Now place your rod in an early vertical position,

inclining the lower end to the north. Bring your test needle near its lower end. The rod has acquired a powerful attraction, for the eye (south pole) of the needle turns suddenly to it. Approach the rod from every side, and always the needle responds quickly as in the first instance. Raise it slowly along the side of the rod, and you notice by the shifting of the needle that the magnetism of the rod apparently decreases as you recede from the end. At the middle it ceases to attract. Raise the needle farther and notice its gradual reversal. Before you reach the top of the rod, it has swung round with its point toward the rod, to which it is vigorously attracted. Repeat the experiment, raising and lowering the needle from end to end of the rod, bringing it toward the rod from all directions till you shall have thoroughly satisfied yourself. Has the position simply of your rod made it a magnet with its north pole towards the earth and its south pole opposite? It would indeed seem so.

Reverse the rod, end for end, and bring the needle again near it. You will observe that in reversing the rod you have changed its magnetism. The end toward the earth attracts the eye of the needle; the opposite end attracts its point. Repeated experiments repeat the same results.

Resting the lower end of the rod on the floor, with the test needle in close proximity, incline the upper end in different directions, north, south, east, west, and at various angles, all the way between a horizontal and vertical position, and you will be greatly interested in observing its varying attractive power, according to the direction and extent of its inclination.
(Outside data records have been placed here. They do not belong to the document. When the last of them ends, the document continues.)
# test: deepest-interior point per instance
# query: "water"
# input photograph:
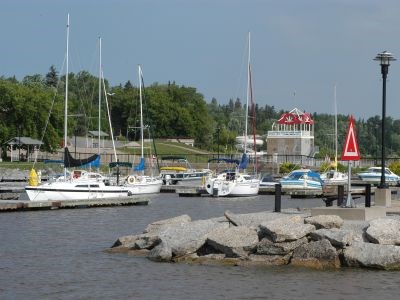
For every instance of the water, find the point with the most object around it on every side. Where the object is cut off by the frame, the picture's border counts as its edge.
(60, 255)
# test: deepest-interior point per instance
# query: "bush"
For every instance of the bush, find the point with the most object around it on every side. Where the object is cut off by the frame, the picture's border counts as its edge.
(395, 167)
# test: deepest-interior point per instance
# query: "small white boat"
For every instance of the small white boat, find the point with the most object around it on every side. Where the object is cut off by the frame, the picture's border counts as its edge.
(373, 175)
(232, 184)
(334, 177)
(302, 179)
(181, 172)
(81, 185)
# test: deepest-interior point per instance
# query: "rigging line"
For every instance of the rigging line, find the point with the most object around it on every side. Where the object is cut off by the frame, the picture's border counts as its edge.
(109, 117)
(51, 109)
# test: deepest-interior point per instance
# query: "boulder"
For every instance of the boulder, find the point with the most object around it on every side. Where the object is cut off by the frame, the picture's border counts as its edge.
(253, 220)
(285, 229)
(233, 241)
(267, 247)
(318, 255)
(369, 255)
(136, 242)
(339, 238)
(157, 226)
(384, 231)
(162, 252)
(325, 221)
(186, 238)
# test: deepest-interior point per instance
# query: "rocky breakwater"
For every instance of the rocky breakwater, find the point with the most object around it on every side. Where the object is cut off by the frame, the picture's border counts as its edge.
(268, 238)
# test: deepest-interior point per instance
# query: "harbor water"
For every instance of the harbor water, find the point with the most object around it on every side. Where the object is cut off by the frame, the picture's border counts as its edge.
(59, 254)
When you withdraw the rod, if you will place it in a horizontal position, your test needle will show you that it has parted with its polarity, for its influence is precisely that shown in your first experiment with it. Now apply either end of the rod to some fine iron or steel filings. It has no attraction. Replace it in its inclined position in contact with the filings and you will notice some of the filings adhering to it. Change its position and they drop off, thus affording another illustration of the temporary magnetism which position induces in the rod.

Your inference regarding the earth's magnetism and its polar location is so far strengthened. You observe, too, how easily it is imparted.